上述した内蓋30は、仕切り31が発泡体、例えば発泡スチロールによって形成されている。
【0034】
肩ベルト40は、
図1、
図2に示すように、ボックス本体10の底部14、左側部13c、及び右側部13dの外面に形成された肩ベルト溝17に係合され、また、肩ベルト孔18に通されている。肩ベルト40は、このようにボックス本体10を下方から支えるように配置されている。肩ベルト40は、肩ベルト溝17に「コ」字形に掛けられ、さらに肩ベルト孔18に通されている。
ここで、以上説明したクーラーボックス1の効果について整理する。ただし、一部、ダブル記載もある。
【0035】
・クーラーボックス1は、物品を収納する収納部11を内側に有し、物品を収納部11に出し入れする開口部12を収納部11の上端に有する発泡体製のボックス本体10と、開口部12を開閉する発泡体製の外蓋20と、収納部11の所定高さHに取り付けられて、収納部11を上段11aと下段11bとに分割する内蓋30とを備え、内蓋30は、着脱自在な発泡体製の複数の仕切り31によって構成されている。
【0036】
これにより、クーラーボックス1全体が発泡体製なので、全体を軽く仕上げることができる。また、収納部11は、内蓋30を構成する複数の仕切り31が所定高さHに取り付けられることにより、この仕切り31を境として上段11aと下段11bとに分割されるので、クーラーボックス1を種々の形態で使用することができる。
【0037】
例えば、複数の仕切り31を所定高さHに取り付けることにより、収納部11を上段11aと下段11bとに分けて、それぞれ異なるもの、例えば、外蓋20を開けることで直ちにアクセスできる上段11aには、缶類の飲み物を収納し、下段11bには必要時以外は、アクセスする必要のない肉類や野菜類等を収納することができる。
【0038】
また、内蓋30が複数の仕切り31によって構成されているので、複数の仕切り31のうちの何枚か(実施形態では、2枚の仕切り31のうちの1枚)を所定高さHから取り外すことにより、下段11bに収納した物品を簡単に取り出すことができる。
【0039】
また、複数の仕切り31をすべて所定高さHから取り外すことにより、収納部11全体を上段11a及び下段11bに分割することなく、一体として使用することができる。

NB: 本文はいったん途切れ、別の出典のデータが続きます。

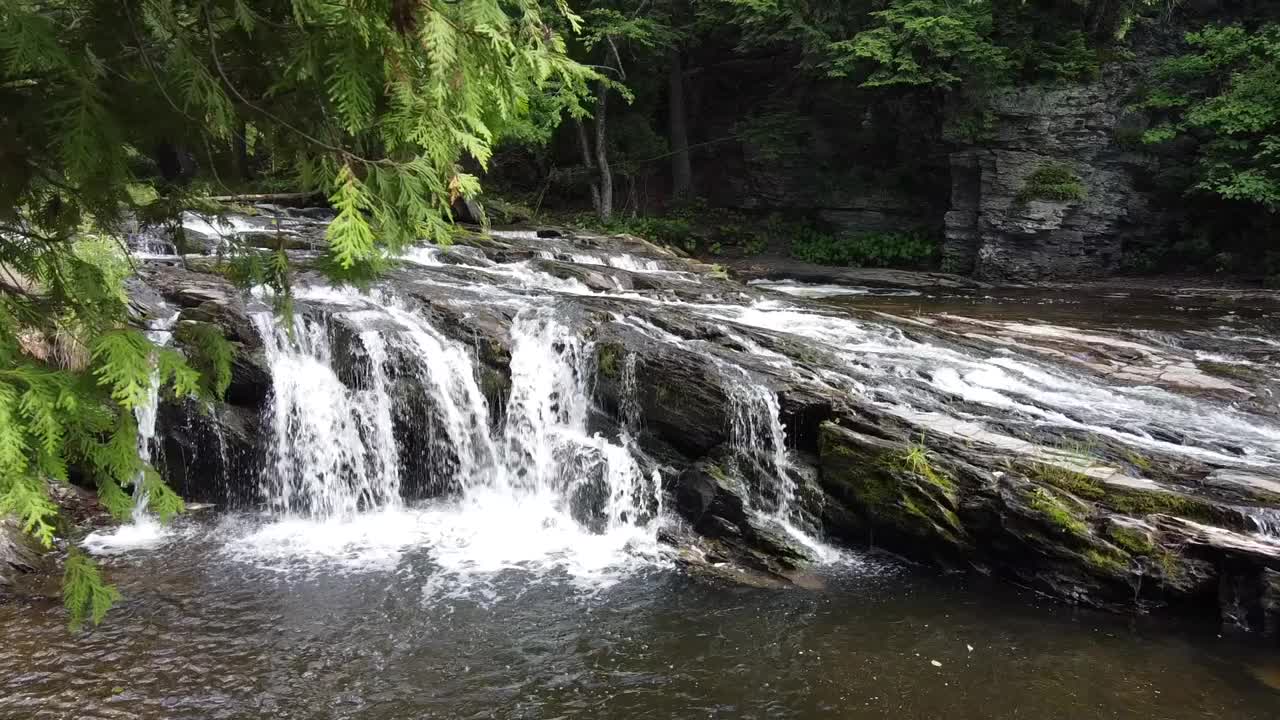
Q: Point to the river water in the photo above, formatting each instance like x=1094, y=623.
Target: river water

・複数の仕切り31は、上面に、横向きに置いた円筒状の缶類の不要な動きを規制するスリット33を有する。
【0040】
これにより、例えば、クーラーボックス1を肩ベルト40を介して、肩から吊るした場合でも、スリット33により、横向きに置いた円筒状の缶類の不要な動きを防止することができる。
・外蓋20は、上面に、所定高さHから取り外した複数の仕切り31を保持する凹状保持部21を有している。
これにより、所定高さHから取り外した複数の仕切り31を、外蓋20と一体に保持することができるため、仕切り31のみを紛失することがない。
・ボックス本体10は、底部14、左側部13c、及び右側部13dの外面に、肩に掛ける肩ベルト40が係合する肩ベルト溝17を有している。
これにより、全体が発泡体製で比較的弱いクーラーボックス1を、肩ベルト40によって下方から支持することができる。
・ボックス本体10は、前側部13a及び後側部13bの外面13Bのうちの少なくとも一方が、平面視において外側に向かって凹状の曲面に形成されている。
これにより、肩ベルト40によってクーラーボックス1を吊るしたときに、前側部13a又は後側部13bが人に当たりにくくすることができる。